L’impact de la plus récente vague de coronavirus au Manitoba n’est pas ressenti de la même manière

Le gouvernement du Manitoba avait déjà publié des données fondées sur la race, mais Le nouveau rapport de lundi a illustré un écart grandissant créé par l’impact de la pandémie sur les résidents blancs et non blancs ce printemps.

Les chiffres sont frappants : le taux d’infection parmi les Asiatiques du Sud-Est – y compris les Vietnamiens de souche, les Lao, les Thaïlandais et les Cambodgiens – était 21,7 fois plus élevé que le taux des Blancs du 31 mars au 7 juin de cette année.

Les Afro-Manitobains avaient des taux d’infection 8,7 fois plus élevés que les Manitobains blancs au cours de la même période, tandis que les Sud-Asiatiques – originaires d’Inde et du Pakistan – avaient huit fois le taux d’infection.

La province a reconnu lundi qu’elle modifierait toute future stratégie de vaccination. Le recours à un déploiement basé sur l’âge a été préjudiciable à la protection des personnes du BIPOC, le rapport du gouvernement a déclaré.

« Ils ont traité tout le monde comme la personne blanche qui vivait dans les banlieues de la ville en se basant sur les âges », a déclaré Abdikheir Ahmed, ancien directeur d’Immigration Partnership Winnipeg.

À un moment donné de l’hiver, a estimé Ahmed, il connaissait environ 200 personnes qui avaient contracté COVID-19.

Louise Simbandumwe, membre de la coalition Immigration Matters in Canada, a déclaré qu’elle était au moins encouragée à ce que la province communique les moyens de s’améliorer.

Mais, il ressort clairement du rapport que si « des vaccins avaient été disponibles sur la base de ces facteurs de risque [affecting people of colour], cela aurait réduit les inégalités que nous avons vues autour de ceux qui ont contracté COVID », a-t-elle déclaré.

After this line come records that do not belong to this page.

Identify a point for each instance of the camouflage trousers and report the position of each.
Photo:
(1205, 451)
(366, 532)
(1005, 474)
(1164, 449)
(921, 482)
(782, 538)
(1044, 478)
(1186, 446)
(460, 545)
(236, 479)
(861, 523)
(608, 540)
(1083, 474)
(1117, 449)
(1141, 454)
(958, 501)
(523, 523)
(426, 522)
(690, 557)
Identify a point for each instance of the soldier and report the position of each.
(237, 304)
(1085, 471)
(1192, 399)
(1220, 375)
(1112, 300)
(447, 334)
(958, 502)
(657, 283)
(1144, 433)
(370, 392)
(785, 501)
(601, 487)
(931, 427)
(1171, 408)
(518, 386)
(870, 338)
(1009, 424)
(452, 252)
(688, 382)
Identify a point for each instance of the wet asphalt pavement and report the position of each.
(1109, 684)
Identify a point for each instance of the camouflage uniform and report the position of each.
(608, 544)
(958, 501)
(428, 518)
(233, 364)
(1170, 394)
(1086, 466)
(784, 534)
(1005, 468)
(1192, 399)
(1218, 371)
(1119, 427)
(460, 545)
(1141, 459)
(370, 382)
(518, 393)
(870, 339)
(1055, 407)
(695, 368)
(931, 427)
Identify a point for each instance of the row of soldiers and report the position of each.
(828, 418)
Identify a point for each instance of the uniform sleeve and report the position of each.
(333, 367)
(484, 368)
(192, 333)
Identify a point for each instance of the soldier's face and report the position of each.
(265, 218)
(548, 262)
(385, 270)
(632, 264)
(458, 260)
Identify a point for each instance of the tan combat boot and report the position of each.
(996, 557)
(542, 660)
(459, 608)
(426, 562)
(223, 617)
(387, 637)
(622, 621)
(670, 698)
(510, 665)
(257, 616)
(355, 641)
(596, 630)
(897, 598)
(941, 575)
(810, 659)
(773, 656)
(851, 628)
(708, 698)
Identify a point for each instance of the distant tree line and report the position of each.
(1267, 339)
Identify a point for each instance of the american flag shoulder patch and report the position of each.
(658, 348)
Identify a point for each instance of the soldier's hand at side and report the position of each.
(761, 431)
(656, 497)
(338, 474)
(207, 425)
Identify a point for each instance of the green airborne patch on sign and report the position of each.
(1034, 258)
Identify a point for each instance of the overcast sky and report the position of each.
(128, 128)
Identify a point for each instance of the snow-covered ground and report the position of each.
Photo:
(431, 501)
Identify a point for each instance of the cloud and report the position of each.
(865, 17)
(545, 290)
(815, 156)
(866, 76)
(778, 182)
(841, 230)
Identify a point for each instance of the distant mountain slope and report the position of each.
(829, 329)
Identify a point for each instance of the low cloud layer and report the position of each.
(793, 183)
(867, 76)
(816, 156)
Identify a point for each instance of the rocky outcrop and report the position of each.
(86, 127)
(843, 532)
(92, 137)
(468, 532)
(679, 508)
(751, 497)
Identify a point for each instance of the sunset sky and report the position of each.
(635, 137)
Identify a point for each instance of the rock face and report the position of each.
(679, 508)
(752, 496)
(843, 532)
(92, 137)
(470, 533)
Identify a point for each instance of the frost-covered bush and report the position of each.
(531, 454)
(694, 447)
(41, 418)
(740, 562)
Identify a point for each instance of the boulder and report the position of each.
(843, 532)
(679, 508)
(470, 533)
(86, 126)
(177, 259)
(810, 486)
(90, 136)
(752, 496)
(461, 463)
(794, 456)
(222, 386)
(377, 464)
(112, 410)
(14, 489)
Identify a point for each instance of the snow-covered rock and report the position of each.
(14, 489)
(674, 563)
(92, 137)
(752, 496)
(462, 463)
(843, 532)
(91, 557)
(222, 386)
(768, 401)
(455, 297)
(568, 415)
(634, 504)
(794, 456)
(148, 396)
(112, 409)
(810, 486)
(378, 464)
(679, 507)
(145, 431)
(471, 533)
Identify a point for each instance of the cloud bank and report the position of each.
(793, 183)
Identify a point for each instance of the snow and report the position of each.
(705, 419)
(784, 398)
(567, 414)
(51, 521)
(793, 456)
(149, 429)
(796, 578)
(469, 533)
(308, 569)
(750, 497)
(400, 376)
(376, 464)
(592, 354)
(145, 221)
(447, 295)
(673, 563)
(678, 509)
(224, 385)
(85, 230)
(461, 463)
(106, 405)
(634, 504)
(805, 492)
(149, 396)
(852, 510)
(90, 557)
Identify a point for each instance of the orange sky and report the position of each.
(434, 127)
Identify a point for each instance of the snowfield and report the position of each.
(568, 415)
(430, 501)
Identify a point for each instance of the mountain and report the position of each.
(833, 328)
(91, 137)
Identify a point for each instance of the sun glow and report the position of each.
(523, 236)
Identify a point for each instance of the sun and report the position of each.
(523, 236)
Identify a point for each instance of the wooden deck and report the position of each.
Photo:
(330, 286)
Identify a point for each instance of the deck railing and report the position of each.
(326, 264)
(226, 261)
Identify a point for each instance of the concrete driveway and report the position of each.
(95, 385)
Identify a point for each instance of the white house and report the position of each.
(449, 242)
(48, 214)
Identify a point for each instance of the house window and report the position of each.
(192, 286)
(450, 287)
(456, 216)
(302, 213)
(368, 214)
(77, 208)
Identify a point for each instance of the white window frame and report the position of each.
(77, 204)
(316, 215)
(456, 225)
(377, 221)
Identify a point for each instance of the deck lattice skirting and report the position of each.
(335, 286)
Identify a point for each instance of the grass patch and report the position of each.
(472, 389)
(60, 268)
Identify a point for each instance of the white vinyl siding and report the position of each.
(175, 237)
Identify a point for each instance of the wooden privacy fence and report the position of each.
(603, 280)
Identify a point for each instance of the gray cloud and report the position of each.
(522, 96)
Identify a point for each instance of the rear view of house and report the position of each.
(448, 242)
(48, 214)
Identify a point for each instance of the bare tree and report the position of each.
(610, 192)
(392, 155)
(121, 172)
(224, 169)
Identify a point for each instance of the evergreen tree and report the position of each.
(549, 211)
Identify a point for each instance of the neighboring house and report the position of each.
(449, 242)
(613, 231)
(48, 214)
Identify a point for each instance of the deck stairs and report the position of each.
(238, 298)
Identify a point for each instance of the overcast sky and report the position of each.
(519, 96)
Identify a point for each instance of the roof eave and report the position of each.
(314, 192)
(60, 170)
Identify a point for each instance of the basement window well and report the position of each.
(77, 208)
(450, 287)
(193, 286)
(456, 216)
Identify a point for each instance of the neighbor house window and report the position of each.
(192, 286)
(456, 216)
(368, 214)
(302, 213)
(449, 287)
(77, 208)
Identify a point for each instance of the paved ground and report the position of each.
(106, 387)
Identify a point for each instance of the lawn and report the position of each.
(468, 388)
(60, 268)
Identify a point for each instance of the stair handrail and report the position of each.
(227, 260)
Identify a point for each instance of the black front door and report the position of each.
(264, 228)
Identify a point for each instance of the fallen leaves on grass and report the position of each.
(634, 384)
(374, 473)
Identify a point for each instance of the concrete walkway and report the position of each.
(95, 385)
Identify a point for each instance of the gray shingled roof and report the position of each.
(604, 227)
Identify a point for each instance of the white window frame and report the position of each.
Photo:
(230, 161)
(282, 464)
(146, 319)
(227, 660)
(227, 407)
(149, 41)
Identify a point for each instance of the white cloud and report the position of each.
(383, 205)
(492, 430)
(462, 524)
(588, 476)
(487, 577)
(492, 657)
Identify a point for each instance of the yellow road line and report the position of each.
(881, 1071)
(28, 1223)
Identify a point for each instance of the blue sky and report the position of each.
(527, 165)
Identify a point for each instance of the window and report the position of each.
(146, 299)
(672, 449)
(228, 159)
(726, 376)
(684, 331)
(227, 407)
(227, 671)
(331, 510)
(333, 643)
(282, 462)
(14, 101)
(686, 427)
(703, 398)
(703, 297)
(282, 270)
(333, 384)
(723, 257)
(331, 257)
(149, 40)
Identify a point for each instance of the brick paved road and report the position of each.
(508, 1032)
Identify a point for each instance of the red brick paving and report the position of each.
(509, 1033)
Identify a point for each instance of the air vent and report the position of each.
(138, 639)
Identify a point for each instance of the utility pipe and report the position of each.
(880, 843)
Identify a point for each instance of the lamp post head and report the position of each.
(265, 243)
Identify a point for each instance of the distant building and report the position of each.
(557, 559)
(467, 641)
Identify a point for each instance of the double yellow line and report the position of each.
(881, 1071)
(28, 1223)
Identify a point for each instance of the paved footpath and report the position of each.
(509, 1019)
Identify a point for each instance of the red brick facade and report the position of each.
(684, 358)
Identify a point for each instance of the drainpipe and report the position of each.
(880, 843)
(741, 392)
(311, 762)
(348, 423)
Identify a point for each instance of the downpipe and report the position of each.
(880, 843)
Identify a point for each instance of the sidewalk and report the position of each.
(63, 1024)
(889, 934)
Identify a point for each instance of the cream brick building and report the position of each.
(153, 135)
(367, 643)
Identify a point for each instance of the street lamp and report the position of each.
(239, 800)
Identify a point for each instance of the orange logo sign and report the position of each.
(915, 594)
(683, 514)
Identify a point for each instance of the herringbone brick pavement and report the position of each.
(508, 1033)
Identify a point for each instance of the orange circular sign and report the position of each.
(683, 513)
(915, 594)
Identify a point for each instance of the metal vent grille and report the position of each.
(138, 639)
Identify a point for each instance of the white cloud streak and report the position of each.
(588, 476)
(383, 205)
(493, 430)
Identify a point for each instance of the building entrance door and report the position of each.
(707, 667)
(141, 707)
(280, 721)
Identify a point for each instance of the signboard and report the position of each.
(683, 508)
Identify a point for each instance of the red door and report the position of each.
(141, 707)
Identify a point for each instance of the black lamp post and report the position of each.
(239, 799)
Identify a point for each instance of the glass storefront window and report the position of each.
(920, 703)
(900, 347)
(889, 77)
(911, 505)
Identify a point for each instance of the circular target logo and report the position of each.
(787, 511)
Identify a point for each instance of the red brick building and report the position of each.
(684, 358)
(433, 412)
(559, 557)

Heureusement, a déclaré Simbandumwe, la province a reconnu les facteurs de risque auxquels sont confrontés les peuples des Premières Nations il y a des mois et a rendu chacun d’eux admissible à un vaccin en même temps que les Manitobains de 20 ans leur aîné.

De Le National

Boris Johnson défend son plan et appelle la réouverture de la vision une approche «équilibrée et prudente» 3:39

EN LETTRE

Calgary vote pour abroger le règlement sur les masques des semaines plus tôt que prévu

Le maire de Calgary, Naheed Nenshi, a déclaré qu’il serait politiquement difficile, mais pas impossible, de réimposer un règlement sur les masques si la ville est frappée par une quatrième vague de coronavirus.

Les commentaires du maire sont intervenus lundi alors que le conseil municipal de Calgary a voté pour abroger, avec effet immédiat, son règlement sur le masque COVID-19 obligatoire, qui était en vigueur depuis le 1er août 2020. La révocation du règlement met la ville en conformité avec la plupart des autres municipalités de l’Alberta , ainsi que de nouvelles règles provinciales.

L’administration de la ville, qui avait précédemment recommandé de maintenir la règle du masque obligatoire en place jusqu’au 31 juillet, a demandé lundi au conseil de l’abroger immédiatement.

« Le débat a été caractérisé comme un choc incroyable d’obscurité et de lumière, et nous parlons vraiment de la différence entre le 5 et le 30 juillet », a déclaré Nenshi. « En fin de compte, je suis à l’aise avec les recommandations de notre administration selon lesquelles les chiffres semblent assez bons – nous atteindrons probablement 50% de seconde dose cette semaine – que le 5 juillet n’est pas si pire que le 30 juillet. »

Quatre conseillers ont voté pour garder le règlement intact, certains exprimant une certaine inquiétude en raison du Stampede de Calgary, qui se déroulera du 9 au 18 juillet après avoir été abandonné l’année dernière.

« Si nous éliminons le règlement sur les masques trop tôt et qu’un pic se produit après le Stampede de Calgary, mes collègues du conseil et moi serions au moins en partie responsables de ne pas faire preuve de prudence », a déclaré Coun. George Chahal.

Nenshi a déclaré que les entreprises de la ville sont également invitées à maintenir leur propre politique de masques et a exhorté les Calgariens à respecter ces décisions sans rancune. De plus, par un décret provincial, un mandat de masque est toujours en vigueur pour les transports en commun tels que les taxis, les covoiturages et les systèmes de transport municipaux.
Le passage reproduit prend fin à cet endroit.